By Patricia Morgan
While watching Oprah on television one day, I heard Dr. Phil McGraw make an impactful comment. He basically said that parents, particularly mothers who have a tendency to martyr for their families, have an obligation to take care of their children’s caregiver. As parents, we are duty-bound to spend adequate time tending to our own well being. Not only is it not selfish, it is essential for our physical, mental and emotional health. It is impossible to pour from an empty teapot. If the caregiver stresses out or becomes ill, there is no one left to look after anyone.
Parents are the model of how to manage the adult years. We provide the example of how to be successful women or men and how to create and maintain healthy marriages and family life. We do ourselves and our children a disservice by poorly managing first by our self care responsibilities and second, if married, our primary love relationship. We need to take time out from children focused days to nurture our own identity separate from being Mom or Pop and also take time to cherish our main squeeze relationship.
There are reams of beauty salons, spas, magazines, television shows and books steeped with ideas for self care, pampering and couple enrichment. Who has time to amass all this information? Here are some quick ideas:
Self Care Breaks
1. Write “self care break” into your daytimer and keep the commitment.

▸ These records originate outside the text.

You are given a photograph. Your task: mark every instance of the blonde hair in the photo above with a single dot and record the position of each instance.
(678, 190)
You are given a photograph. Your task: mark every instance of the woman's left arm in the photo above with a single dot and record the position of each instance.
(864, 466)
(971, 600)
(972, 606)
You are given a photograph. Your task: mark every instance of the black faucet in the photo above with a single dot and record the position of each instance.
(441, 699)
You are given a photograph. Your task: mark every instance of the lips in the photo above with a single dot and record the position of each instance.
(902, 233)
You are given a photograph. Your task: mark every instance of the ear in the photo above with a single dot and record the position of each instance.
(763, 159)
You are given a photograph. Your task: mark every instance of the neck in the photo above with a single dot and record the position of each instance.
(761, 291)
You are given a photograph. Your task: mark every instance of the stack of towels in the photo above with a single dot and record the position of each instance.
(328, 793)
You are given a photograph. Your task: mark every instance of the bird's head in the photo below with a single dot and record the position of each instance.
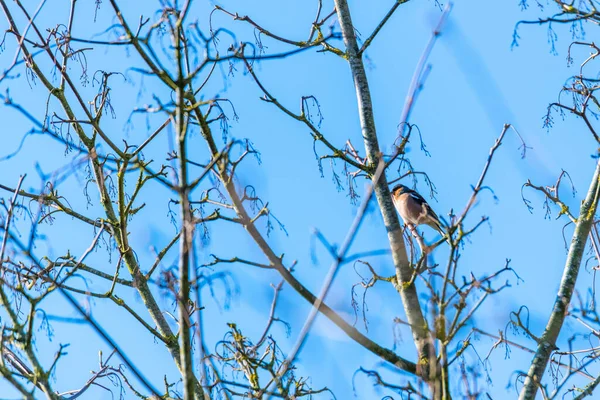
(399, 189)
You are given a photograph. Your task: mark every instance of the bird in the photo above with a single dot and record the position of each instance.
(414, 209)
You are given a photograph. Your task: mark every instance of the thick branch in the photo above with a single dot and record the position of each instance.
(547, 343)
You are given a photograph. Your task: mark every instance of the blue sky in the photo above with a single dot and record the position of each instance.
(477, 83)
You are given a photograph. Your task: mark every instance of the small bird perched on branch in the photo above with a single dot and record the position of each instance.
(414, 209)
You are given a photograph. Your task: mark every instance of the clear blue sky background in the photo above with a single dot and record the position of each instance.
(477, 83)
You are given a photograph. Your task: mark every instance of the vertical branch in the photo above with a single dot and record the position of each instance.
(547, 342)
(187, 226)
(404, 271)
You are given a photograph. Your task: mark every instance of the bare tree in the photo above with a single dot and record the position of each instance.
(154, 138)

2. Do something each day to nurture yourself physically (take a walk), mentally (read the paper), emotionally (call a friend) and spiritually (meditate). Do your chosen activity for a few minutes or much longer.
3. Julia Cameron, in The Artist’s Way, suggests that we create a personal and special space, even if it is a window sill, where we can come back to ourselves.
4. Nap when you can. Research studies report that napping increases energy and focus.
5. Transform self care routines into mini breaks. Take in a long and appreciative breath as you smell your hair shampoo, feel your undies and taste your favourite breakfast. Change what doesn’t satisfy you.
6. Sarah Ban Breathnach, in Simple Abundance, encourages us to let nature give us a break from our fast paced living, “Take off your shoes. Feel the earth beneath your feet.”
7. Discover what pleases your eyes, ears, taste, social needs and creative needs. Then make space for them. Alice Koller said “Perhaps loving something is the only starting place there is for making your life your own.”
8. Light a candle, daydream, write in a journal, soak in a bubble bath or get a massage.
9. Let the answering machine attend to messages.
10.Pay for child care or trade with a friend to free up time for the above.
“Mommy and Daddy Time” Breaks
1. Go on, at least, a monthly “date.” Take turns deciding the outing.
2. Daily greet each other with hug, kiss and “I’m glad you’re home.”
3. Regularly have five to 10 minutes pillow talk.
4. Have one mutually favourite television show to watch while cuddling.
5. For a high couple enhancement break attend the Banff Couples Conference.